"The Hungry Tide" is the first novel by Amitav Ghosh I read. I am very interested in India and read a lot of Indian authors, but somehow Ghosh had escaped my attention. Till now - because now I will definitely read his other books.
I was drawn to "The Hungry Tide" by its setting - the action takes place in the Sundarbans, the archipelago in the Bengal Bay, at the mouth of the Ganges, partially belonging to India and partially to Bangladesh, where the fresh river water mixes with the saltwater from the ocean. The tides make the Sundarbans a difficult place to live for humans, but, at the same time, a unique habitat for fauna and flora. The mangrove swamps are dominant, and they provide the shelter for many species of animals, which are specific to the region or very rare in other areas. The example is the Royal Bengal Tiger, a man-eater, featuring in "The Hungry Tide" together with several species of dolphins and deadly crocodiles.

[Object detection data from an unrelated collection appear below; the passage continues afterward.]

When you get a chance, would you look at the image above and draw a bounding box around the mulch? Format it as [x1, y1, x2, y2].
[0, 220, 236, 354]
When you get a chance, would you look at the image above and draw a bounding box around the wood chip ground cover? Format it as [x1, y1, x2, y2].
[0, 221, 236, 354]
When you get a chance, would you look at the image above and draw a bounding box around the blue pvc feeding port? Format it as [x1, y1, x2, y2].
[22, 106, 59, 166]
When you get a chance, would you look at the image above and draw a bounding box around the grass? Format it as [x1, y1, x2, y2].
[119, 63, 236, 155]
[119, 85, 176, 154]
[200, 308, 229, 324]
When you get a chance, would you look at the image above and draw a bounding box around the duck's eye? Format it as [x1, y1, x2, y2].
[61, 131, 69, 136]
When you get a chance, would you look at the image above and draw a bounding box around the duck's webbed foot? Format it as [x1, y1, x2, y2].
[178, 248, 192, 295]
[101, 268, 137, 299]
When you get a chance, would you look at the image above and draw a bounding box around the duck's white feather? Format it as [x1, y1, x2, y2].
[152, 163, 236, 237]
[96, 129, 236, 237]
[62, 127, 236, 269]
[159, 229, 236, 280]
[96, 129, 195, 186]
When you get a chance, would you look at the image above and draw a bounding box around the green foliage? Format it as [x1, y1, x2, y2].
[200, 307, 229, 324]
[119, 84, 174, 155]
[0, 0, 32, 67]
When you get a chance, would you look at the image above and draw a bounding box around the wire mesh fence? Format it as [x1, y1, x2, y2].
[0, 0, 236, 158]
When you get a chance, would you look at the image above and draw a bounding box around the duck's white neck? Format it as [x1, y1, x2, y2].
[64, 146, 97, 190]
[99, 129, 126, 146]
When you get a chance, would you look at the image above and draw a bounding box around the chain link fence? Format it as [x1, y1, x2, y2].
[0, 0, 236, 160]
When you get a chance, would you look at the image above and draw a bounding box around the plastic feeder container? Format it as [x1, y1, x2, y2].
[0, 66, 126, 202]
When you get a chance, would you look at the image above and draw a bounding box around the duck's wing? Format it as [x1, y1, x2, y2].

The novel starts with the meeting of two main characters, Piyali (Piya), an Indian-American field biologist specialized in dolphins, and Kanai, a sophisticated interpreter and businessman, on the train to Canning. Piya has a plan to collect data on the life of the rare river dolphins, which are the subject of her research. Kanai was summoned by his aunt, Nilima, to the island of Lusibari (he spent there only one summer as a schoolboy), where she runs a charity, to get the package left to him in the will of his late uncle, Nirmal, a leftist schoolteacher with literary ambitions. Kanai is interested in Piya, and when they part in Canning, he invites her to Lusibari.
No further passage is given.